Le vieil Eguchi avait dit cela comme pour se donner le prétexte de toucher (sa) main, puis il la serra tout entière dans sa paume, et il essaya de la secouer légèrement. Que la fille ne s'éveillerait pas, il le savait bien. Toujours serrant la main, Eguchi regarda le visage, se demandant quelle sorte de fille ce pouvait être. Les sourcils n'étaient pas abîmés par les fards et les cils joints étaient parfaits. Il respirait l'odeur des cheveux. (…)
La différence entre Eguchi et les autres vieillards tenait sans doute au fait qu'il lui restait encore de quoi se comporter en homme.

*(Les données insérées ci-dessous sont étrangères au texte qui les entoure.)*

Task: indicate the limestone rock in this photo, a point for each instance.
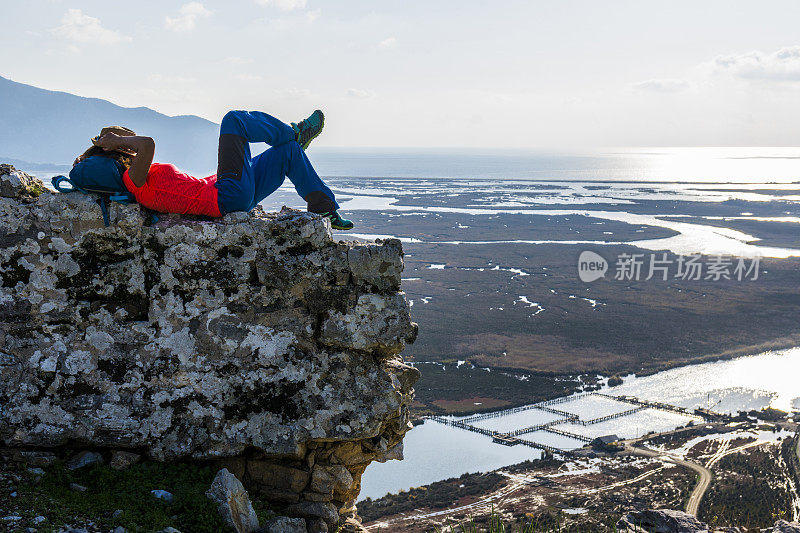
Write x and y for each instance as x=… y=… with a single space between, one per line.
x=194 y=338
x=284 y=524
x=324 y=511
x=233 y=502
x=121 y=460
x=254 y=340
x=83 y=459
x=661 y=521
x=16 y=184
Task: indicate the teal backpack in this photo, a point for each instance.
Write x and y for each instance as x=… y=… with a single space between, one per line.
x=98 y=175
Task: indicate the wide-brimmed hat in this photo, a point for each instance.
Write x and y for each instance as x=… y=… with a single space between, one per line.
x=122 y=131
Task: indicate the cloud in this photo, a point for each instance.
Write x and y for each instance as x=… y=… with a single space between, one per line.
x=292 y=93
x=187 y=18
x=313 y=15
x=782 y=65
x=662 y=86
x=236 y=60
x=390 y=42
x=359 y=93
x=80 y=28
x=248 y=77
x=284 y=5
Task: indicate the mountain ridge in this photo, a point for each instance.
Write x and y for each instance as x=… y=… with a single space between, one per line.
x=32 y=118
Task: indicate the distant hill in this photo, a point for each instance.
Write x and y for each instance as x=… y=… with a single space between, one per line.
x=53 y=127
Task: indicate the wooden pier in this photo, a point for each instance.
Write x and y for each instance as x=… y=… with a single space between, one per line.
x=512 y=438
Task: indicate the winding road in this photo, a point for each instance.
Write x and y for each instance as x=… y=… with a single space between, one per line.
x=704 y=481
x=518 y=481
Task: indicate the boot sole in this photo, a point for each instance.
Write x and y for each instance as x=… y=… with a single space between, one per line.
x=322 y=125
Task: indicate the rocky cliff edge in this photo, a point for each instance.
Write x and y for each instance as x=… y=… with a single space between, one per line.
x=255 y=340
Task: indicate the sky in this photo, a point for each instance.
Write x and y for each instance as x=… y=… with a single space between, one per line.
x=434 y=73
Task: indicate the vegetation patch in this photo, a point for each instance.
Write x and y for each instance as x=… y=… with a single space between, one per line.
x=99 y=498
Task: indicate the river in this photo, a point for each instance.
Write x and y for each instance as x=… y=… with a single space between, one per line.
x=434 y=451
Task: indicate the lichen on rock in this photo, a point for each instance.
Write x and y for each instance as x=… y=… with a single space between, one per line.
x=255 y=340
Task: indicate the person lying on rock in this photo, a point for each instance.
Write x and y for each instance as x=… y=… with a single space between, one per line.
x=241 y=181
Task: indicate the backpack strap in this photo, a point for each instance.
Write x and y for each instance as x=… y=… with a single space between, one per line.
x=58 y=184
x=58 y=181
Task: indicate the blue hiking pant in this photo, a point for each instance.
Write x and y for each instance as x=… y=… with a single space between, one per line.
x=242 y=181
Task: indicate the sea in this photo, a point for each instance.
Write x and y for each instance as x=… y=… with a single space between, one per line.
x=630 y=185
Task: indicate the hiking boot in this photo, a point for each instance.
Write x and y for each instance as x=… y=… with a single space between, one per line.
x=307 y=130
x=337 y=222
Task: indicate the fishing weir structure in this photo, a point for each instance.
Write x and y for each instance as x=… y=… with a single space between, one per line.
x=516 y=436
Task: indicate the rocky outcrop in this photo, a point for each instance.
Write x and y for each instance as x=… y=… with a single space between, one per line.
x=255 y=340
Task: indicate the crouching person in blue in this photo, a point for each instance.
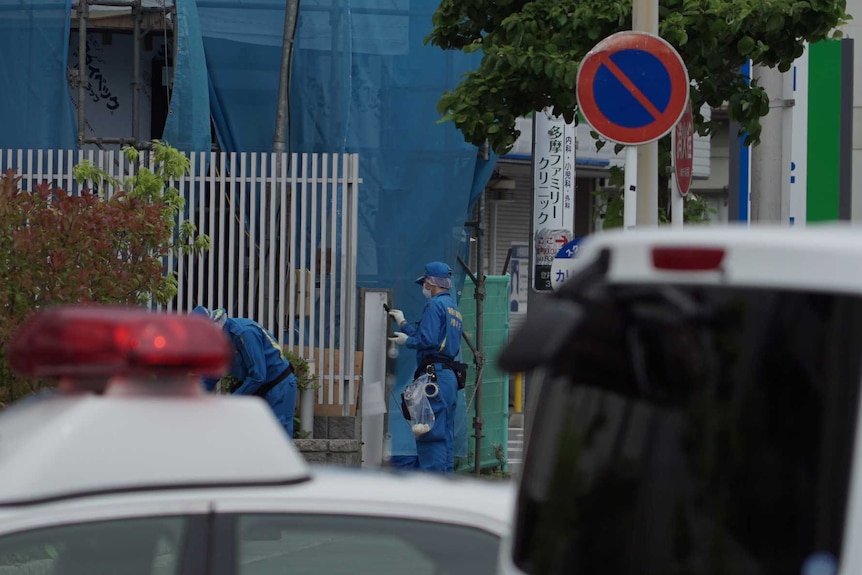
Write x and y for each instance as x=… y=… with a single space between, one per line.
x=258 y=365
x=437 y=341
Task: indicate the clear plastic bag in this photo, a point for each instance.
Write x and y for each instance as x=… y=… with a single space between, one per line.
x=417 y=405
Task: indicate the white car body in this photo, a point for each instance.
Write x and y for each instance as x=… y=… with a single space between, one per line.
x=823 y=259
x=141 y=451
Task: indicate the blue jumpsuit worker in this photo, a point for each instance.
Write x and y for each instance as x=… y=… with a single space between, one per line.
x=258 y=364
x=437 y=341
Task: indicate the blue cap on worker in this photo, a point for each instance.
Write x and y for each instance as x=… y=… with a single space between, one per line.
x=437 y=273
x=217 y=315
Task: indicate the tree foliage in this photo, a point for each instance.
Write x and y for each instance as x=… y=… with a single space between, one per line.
x=532 y=50
x=58 y=248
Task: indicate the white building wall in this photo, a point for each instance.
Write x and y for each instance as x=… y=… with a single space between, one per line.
x=854 y=30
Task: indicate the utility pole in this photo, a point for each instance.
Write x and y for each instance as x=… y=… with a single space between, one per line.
x=645 y=19
x=770 y=160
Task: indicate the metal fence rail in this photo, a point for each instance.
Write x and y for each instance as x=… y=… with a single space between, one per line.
x=283 y=230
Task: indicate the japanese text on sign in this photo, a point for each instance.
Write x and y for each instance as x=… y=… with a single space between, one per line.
x=553 y=192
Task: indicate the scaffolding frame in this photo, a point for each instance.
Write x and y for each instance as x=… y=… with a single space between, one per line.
x=139 y=32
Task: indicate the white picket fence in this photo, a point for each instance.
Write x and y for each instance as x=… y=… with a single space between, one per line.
x=284 y=233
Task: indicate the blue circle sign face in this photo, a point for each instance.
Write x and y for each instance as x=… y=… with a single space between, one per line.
x=632 y=88
x=569 y=249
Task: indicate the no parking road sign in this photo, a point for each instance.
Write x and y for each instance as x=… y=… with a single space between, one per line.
x=632 y=88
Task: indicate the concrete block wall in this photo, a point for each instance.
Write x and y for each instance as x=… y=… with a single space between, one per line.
x=337 y=441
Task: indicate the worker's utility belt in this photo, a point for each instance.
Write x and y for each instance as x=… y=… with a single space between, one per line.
x=460 y=369
x=266 y=387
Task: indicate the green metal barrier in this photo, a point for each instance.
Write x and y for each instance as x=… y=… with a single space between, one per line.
x=495 y=383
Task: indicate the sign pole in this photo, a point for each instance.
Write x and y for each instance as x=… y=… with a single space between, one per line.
x=630 y=205
x=677 y=201
x=645 y=19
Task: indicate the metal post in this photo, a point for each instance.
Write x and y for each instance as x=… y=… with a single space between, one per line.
x=768 y=173
x=479 y=294
x=630 y=197
x=645 y=19
x=136 y=72
x=677 y=202
x=83 y=14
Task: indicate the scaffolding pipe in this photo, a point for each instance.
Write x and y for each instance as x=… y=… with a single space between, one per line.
x=479 y=294
x=82 y=65
x=291 y=11
x=136 y=73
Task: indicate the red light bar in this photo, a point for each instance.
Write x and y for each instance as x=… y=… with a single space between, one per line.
x=106 y=341
x=687 y=259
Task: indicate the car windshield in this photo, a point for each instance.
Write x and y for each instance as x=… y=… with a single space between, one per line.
x=694 y=430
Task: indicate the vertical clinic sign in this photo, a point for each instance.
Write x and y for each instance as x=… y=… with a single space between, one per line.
x=553 y=193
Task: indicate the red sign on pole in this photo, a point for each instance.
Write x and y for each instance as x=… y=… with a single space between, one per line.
x=683 y=150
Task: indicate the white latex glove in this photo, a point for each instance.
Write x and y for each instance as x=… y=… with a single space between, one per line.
x=399 y=337
x=398 y=316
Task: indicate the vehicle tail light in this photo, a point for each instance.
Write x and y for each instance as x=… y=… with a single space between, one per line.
x=687 y=259
x=106 y=341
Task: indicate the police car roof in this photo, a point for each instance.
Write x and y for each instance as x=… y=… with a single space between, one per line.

Pour les autres vieillards, il était indispensable que la fille fût plongée dans un sommeil sans fond. Le vieil Eguchi, par deux fois déjà, et sans insister du reste, avait tenté de la réveiller. A supposer qu'elle eût contre toute attente ouvert les yeux, il ne savait pas lui-même quelles eussent été ses intentions à son égard, et pourtant il avait agi par tendresse pour la fille. (.…)
Eguchi en était venu à considérer que jamais, au cours des soixante-sept ans de son existence, il n'avait passé nuit aussi chaste avec une femme. Il en avait été ainsi dès l'instant de son réveil, le lendemain matin. Le somnifère semblait avoir agi, car il s'était réveillé à huit heures, bien plus tard que d'ordinaire. Le corps du vieil homme ne touchait la fille en aucun point. Dans sa chaleur juvénile et son odeur agréable, le réveil avait eu la douceur de l'enfance. (…)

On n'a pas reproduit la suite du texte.